Cam sensor will be in block between cyl heads behind power steering reservoir, crank sensor near the harmonic balancer or crank pulley, the ign module will be in the distributor.


----------



## jamesw6777 (Jun 11, 2008)

*97 voyager died*

Thanks. I will check these out and then let you know what I find.


----------



## 47_47 (Sep 11, 2007)

Was the timing belt ever changed? If it is original, go to Autozone and rent a compression gauge.


----------



## jamesw6777 (Jun 11, 2008)

*97 voyager died*

I believe the timing belt has never been changed . How do you use a compression guage and what will it mean ?


----------



## Rehabber (Dec 29, 2005)

He is refering to the possibility of a broken timing belt. Thats why I referred to ' assuming the rotor is turning' If the rotor in the distributor is turning, you do not have a broken timing belt. thus no need to do a compression test.


----------



## sssalas (Sep 8, 2008)

*Simple Checks*



jamesw6777 said:


> Hi. My son-in-law has a 97 plymouth grand voyager 3.0 v6.it died while he was driving it and now it will not start.I was wondering if it might be either a fuel filter,fuel pump,or some type of safty switch or even a fusse .Could use help finding location of parts and problem .

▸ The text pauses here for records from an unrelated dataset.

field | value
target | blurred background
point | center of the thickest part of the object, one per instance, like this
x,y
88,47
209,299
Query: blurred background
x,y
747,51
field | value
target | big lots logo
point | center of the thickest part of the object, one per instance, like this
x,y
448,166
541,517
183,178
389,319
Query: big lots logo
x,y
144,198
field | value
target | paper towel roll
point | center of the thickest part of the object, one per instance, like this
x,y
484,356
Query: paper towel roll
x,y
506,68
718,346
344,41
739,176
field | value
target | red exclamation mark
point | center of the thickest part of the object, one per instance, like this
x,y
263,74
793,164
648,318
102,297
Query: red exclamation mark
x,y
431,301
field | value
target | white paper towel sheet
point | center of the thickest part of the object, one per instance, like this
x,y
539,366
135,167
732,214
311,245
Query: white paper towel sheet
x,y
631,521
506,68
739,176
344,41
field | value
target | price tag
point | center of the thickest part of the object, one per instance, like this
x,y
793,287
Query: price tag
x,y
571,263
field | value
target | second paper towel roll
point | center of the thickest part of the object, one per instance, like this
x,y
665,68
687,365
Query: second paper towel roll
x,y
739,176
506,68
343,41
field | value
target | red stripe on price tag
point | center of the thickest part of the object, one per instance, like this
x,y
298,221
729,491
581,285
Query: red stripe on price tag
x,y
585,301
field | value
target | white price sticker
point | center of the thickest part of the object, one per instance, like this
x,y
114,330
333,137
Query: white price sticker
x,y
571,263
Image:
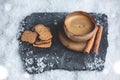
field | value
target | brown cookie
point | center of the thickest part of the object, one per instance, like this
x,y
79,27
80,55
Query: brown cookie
x,y
44,45
29,36
43,31
37,42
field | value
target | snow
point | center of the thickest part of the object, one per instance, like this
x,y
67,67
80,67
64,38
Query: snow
x,y
3,72
13,11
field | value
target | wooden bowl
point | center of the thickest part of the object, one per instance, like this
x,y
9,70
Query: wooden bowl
x,y
79,26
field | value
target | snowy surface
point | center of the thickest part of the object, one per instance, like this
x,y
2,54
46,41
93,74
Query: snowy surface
x,y
13,11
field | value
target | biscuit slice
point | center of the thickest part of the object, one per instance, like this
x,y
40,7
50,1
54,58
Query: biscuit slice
x,y
37,42
29,36
43,31
44,45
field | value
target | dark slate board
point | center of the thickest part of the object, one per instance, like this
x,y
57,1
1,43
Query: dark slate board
x,y
38,60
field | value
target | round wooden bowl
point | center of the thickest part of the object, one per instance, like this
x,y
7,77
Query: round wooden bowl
x,y
79,26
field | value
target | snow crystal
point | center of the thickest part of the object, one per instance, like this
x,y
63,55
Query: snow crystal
x,y
13,11
3,73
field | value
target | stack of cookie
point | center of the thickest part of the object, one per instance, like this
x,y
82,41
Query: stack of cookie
x,y
40,36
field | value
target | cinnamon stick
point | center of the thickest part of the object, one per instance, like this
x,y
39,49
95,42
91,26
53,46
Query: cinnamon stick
x,y
98,39
90,42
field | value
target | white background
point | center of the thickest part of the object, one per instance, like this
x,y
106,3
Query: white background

Keep in mind that most vehicles that are no starts are constantly being cranked, and by that action, the battery can get weak. Before any testing make sure the battery is fully charged.

Check all fuses with a test light, they're usually in a plasic box under the hood. When in doubt of relays; Mark with chalk Position before swaping, swap relay with same part number of relay that operate other functions. Never swap out a relay that has a differant part number on it. Alawys note position.

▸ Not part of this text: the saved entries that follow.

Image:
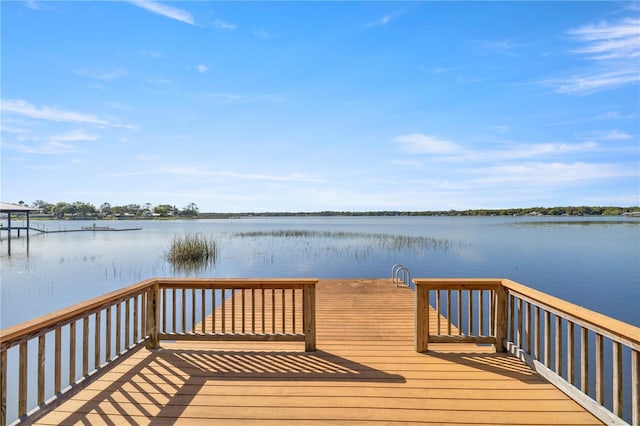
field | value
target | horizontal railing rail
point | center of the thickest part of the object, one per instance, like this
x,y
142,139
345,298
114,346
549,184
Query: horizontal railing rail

If as you later describe that one plug wire was "green" I'd replace them all and replace spark plugs while Im at it. When checking for spark make sure that your using insulated plyers to hold the plug wire with the plug in it, Id say about a little less than 1/2 inch from engine ground, then have someone crank engine.

If you still don't have spark, check with a test light if you have power coming into the coil pack, if you do, then I'd replace the coil pack. 

Fuel pressure check: under the hood there will be three plastic screw on types of plugs on metal tubing; the red and blue are AC DON'T REMOVE THOSE! Look for a smaller black one on the fuel rail, unscrew it, with key on, compresspress the tinny medal thing, if fuel squirts out very fast, then your fuel pump has pressure, if it dribbles out then there is a problem with the fuel pump. Fuel pump is in the fuel tank.


----------



## jamesw6777 (Jun 11, 2008)

*97 grand voyager died*

my son in law finally checked the timing belt and discovered that it was broke.He replaced it and it works now. Thanks.He also told me that when the car is in reverse the blower motor stops working but will start again when back in drive.Any ideas?


----------



## 47_47 (Sep 11, 2007)

I'd check for properly routed wiring harnesses. It may be the rocking of the engine in reverse is opening a connection or stressing a weak wire.


----------



## DIYtestdummy (Jan 16, 2008)

Which blower motor? For the HVAC or the engine AUX cooling fan? Do the reverse lights work?

Could be a short in the ignition or safety switch for the transmission. And like 47_47 posted a bad wire...and I'd check the motor mounts too.


----------